His visit came less than two weeks after Sadat surprised the world, delivering remarks at the Egyptian People’s Assembly deviating from his prepared text and declaring that he was “ready to travel to the ends of the earth” to protect Egyptian lives and that “Israel will be surprised to hear me say that I am willing to go to their parliament, the Knesset itself.”
Prior to arriving at the Knesset, Sadat prayed at the Al-Aqsa Mosque on the Temple Mount in Jerusalem and visited Yad Vashem and the Church of the Holy Sepulchre.
Sadat’s address to the Knesset calling for peace between the two nations and a solution to the Arab-Israeli conflict came four years after the Yom Kippur War. In his opening remarks Sadat said, "I come to you today on solid ground, to shape a new life, to establish peace. We all, on this land, the land of God; we all, Muslims, Christians and Jews, worship God and no one but God. God's teachings and commandments are love, sincerity, purity and peace."
"After long thinking, I was convinced that the obligation of responsibility before God, and before the people, make it incumbent upon me that I should go to the farthest corner of the world, even to Jerusalem, to address Members of the Knesset, the representatives of the People of Israel, and acquaint them with all the facts surging in me. Then, I would leave you to decide for yourselves. Following this, may God Almighty determine our fate."
Following President Sadat, Prime Minister Begin addressed the Knesset, saying, “Let us sign a peace treaty and establish such a situation forever, both in Jerusalem and in Cairo. I hope the day will come when Egyptian children will wave Israeli and Egyptian flags together, just as the Israeli children are waving both of these flags together in Jerusalem."
Less than a year later, on 17 September 1978, Begin and Sadat signed the Camp David Accords at the White House. The agreement formed the foundation for a comprehensive peace agreement, which would be formalized in the 1979 Egypt-Israel Peace Treaty.
Under the terms of the agreement, Israel agreed to withdraw from the Sinai Peninsula and Egypt would formally normalize relations with Israel. Additionally, the leaders established a broad framework for achieving peace in the region.

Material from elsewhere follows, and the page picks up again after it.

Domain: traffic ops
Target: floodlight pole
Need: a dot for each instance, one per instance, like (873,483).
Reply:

Sadat and Begin were awarded the Nobel Peace Prize a year later for their historic agreement.
Following the Camp David Accords, Sadat and Begin signed the 1979 Egypt-Israel Peace Treaty, formally making Egypt the first Arab state to achieve diplomatic normalization with Israel and ending the state of war between the two countries.

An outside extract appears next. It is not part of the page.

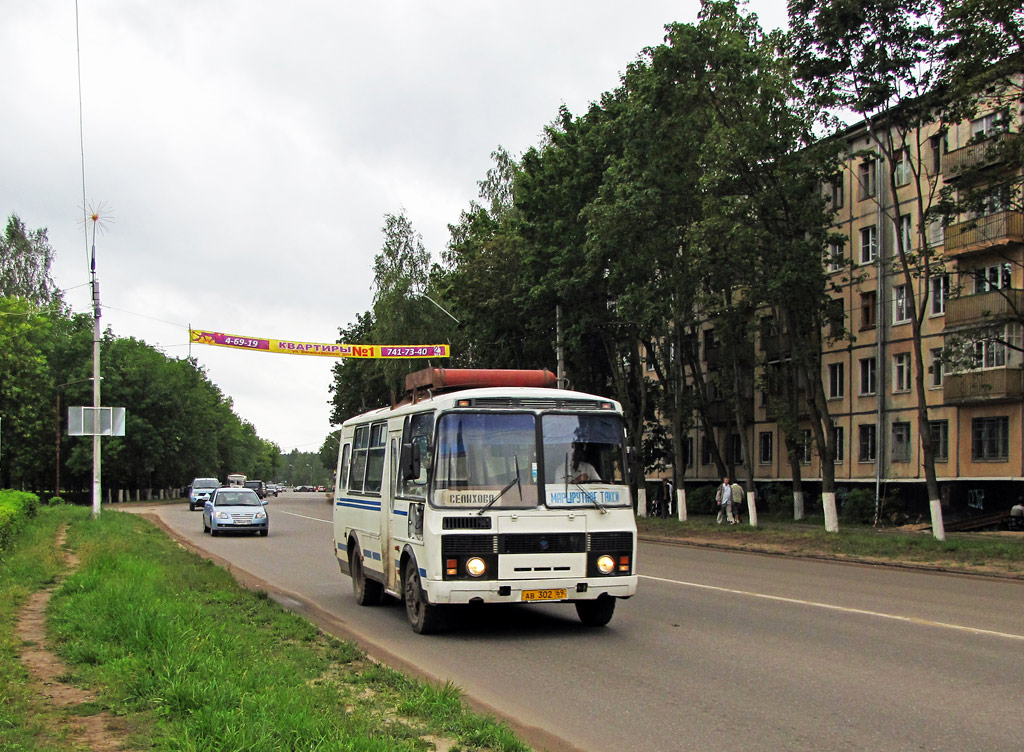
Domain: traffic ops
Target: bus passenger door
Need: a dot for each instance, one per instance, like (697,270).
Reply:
(390,528)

While Sadat was praised across the world, his decision was significantly less well received in the Arab world, and Egypt was suspended from the Arab league. Three years after the signing of the peace treaty, Sadat was assassinated in his homeland by radical Islamists upset with his decision.
Nevertheless, the peace process between the two countries endured and they still share a strategic and important geopolitical relationship that continues to bring stability to the region.